The Edge of the Field

Brooding white sentinels stand in a blood-red mound, where their fallen comrades lie in decay. I can almost imagine wolves appearing from the birch forest to crest the mound, silvery phantoms with abysmally black eyes, soulless and hungry, tracking my progress through the field. They are nothing more than a mirage of the fog, I know, for there is no beast bigger than a coyote on the island, but still I cannot help but watch the gloomy depths.

If I make it past the sentinels (as I always do), there is a stump waiting for me at the edge of the field. This stump happens to be perfectly positioned between the trees, with a panorama I think God created with me in mind. Yes, I think as He seeded the earth with the forest that now grows at the bottom of the sweeping potato field, He thought, “Ah, she will like this, my little one to be. I’d better plan to have a stump where she can sit and pray and love what I’ve given her.”

I listen to the birds. I study the distant, lonely tree that looks as if sheep belong beneath it. I plan to enjoy a summertime picnic out there by the creek that surely gushes in the coulee. I watch light and shadow chase each other across the red dirt. My heart is full, even when my head is empty.

It is my getaway. My place to be quiet with my King, or to speak with Him as candidly as I do with my beloved. Most often, gratitude is the song on my lips. I thank Him for beauty, for goodness, for love. I give Him my heart, there on the edge of the field, and He gives me His. I know that when I open myself to Him, I am not opening myself to be wounded, but to be filled with His love.

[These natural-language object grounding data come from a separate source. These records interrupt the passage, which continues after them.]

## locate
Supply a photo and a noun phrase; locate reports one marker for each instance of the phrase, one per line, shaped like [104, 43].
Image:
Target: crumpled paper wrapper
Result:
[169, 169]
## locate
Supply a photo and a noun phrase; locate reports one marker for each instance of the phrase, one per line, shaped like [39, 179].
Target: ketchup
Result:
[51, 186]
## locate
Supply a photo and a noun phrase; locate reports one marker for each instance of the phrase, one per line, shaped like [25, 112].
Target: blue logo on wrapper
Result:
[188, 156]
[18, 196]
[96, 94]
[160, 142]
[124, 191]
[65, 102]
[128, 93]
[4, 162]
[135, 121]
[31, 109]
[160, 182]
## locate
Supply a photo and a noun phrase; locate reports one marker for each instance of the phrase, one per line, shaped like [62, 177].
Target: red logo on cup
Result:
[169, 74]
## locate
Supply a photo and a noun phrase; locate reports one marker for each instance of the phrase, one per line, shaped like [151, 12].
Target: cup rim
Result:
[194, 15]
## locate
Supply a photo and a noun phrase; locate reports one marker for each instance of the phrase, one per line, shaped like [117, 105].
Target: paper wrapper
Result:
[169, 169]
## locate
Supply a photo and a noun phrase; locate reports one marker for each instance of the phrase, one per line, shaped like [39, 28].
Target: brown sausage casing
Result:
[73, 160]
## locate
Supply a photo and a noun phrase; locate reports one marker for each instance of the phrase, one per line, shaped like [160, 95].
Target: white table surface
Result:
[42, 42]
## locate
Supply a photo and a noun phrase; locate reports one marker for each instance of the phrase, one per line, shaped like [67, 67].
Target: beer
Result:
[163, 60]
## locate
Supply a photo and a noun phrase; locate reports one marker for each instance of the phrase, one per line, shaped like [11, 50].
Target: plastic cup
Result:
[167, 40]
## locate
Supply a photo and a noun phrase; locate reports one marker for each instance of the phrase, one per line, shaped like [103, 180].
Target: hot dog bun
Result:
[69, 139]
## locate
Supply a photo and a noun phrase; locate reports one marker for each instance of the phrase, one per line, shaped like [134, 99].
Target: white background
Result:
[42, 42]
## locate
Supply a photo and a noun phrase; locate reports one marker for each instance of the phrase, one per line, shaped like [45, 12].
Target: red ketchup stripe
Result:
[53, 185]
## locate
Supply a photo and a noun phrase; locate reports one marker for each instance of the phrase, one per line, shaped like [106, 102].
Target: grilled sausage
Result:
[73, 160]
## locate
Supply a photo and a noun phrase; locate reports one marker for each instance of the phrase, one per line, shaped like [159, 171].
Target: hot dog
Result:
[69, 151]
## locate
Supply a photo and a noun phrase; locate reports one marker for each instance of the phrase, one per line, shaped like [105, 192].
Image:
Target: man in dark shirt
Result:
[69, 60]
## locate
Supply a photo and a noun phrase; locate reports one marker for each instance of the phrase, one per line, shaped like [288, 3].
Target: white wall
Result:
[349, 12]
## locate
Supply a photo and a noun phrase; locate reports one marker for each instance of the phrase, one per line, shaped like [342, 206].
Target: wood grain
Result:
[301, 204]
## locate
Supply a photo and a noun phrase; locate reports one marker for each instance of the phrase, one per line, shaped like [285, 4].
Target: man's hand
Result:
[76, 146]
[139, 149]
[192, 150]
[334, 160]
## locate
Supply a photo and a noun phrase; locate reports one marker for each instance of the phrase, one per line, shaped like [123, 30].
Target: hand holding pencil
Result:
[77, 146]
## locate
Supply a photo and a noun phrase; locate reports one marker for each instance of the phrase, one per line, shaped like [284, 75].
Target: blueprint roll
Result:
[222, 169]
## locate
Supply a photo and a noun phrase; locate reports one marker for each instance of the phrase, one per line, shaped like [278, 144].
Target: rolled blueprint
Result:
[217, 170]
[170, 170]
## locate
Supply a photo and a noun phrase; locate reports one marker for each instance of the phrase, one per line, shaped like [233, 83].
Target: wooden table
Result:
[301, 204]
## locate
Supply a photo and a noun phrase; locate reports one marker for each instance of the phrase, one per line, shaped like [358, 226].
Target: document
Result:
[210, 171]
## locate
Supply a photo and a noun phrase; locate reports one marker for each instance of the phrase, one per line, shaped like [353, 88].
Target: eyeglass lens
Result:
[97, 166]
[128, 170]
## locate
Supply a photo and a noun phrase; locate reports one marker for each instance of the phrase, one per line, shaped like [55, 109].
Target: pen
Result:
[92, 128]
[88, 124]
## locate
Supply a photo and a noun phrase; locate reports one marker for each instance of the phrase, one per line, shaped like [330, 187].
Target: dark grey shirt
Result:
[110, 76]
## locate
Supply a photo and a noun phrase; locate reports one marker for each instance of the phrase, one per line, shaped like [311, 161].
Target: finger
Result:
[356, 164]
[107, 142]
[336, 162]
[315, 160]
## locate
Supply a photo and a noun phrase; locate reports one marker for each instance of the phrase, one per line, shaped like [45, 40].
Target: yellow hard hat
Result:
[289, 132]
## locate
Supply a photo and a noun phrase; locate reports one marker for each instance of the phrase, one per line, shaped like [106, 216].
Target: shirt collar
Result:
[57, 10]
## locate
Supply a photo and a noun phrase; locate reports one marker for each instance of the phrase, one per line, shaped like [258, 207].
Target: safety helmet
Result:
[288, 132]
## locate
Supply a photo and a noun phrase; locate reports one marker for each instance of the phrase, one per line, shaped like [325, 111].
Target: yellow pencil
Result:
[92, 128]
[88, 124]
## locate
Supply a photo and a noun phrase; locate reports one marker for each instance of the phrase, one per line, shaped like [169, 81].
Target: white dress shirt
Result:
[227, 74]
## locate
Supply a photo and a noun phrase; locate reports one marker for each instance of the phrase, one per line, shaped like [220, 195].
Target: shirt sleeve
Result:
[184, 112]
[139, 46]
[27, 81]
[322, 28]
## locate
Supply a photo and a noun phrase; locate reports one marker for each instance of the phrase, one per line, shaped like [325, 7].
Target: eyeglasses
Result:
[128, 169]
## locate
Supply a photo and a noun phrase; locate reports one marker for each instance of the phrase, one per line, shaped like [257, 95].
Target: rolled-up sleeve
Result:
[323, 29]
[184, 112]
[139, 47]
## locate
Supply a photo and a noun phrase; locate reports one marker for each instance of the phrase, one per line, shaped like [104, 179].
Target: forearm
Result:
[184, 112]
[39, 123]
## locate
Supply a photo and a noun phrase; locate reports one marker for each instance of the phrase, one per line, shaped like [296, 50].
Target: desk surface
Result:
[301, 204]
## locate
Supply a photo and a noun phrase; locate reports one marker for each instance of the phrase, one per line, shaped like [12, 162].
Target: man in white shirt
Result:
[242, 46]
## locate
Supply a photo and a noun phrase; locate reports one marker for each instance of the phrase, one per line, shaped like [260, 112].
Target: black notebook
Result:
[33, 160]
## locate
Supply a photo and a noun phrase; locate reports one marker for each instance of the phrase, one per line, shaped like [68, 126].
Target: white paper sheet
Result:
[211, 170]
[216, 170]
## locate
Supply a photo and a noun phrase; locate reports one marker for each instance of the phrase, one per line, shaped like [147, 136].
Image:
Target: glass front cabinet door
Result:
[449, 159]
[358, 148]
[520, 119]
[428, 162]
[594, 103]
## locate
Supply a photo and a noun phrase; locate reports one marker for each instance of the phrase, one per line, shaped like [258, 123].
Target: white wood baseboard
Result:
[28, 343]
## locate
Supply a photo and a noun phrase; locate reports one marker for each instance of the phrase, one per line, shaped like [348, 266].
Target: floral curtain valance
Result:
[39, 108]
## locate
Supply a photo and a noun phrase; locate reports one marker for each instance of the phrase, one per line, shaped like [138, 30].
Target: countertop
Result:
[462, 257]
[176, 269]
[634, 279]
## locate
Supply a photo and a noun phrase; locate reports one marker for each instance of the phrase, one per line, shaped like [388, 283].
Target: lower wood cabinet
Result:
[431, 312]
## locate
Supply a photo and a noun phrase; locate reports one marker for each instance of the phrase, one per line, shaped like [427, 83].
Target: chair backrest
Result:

This vulnerability is as necessary between God and us as it is between human and human. To love and to be loved fully, we must be vulnerable. Opening yourself is a risk, but it is a necessary risk, if love is to enter and fill you. I’ve known the gift of vulnerability with several people, beginning with my family. We are separated by nearly the entire breadth of the country, and yet we share a bond that few families do—because we’ve given our hearts to each other. At a thought, a teardrop, a memory, the distance breaks down, and suddenly we are close.

Everyone ought to have a stump where they can sit on the edge of a field and rendezvous with God. But if this is not possible, know that love does not need a time and a place, only an open heart.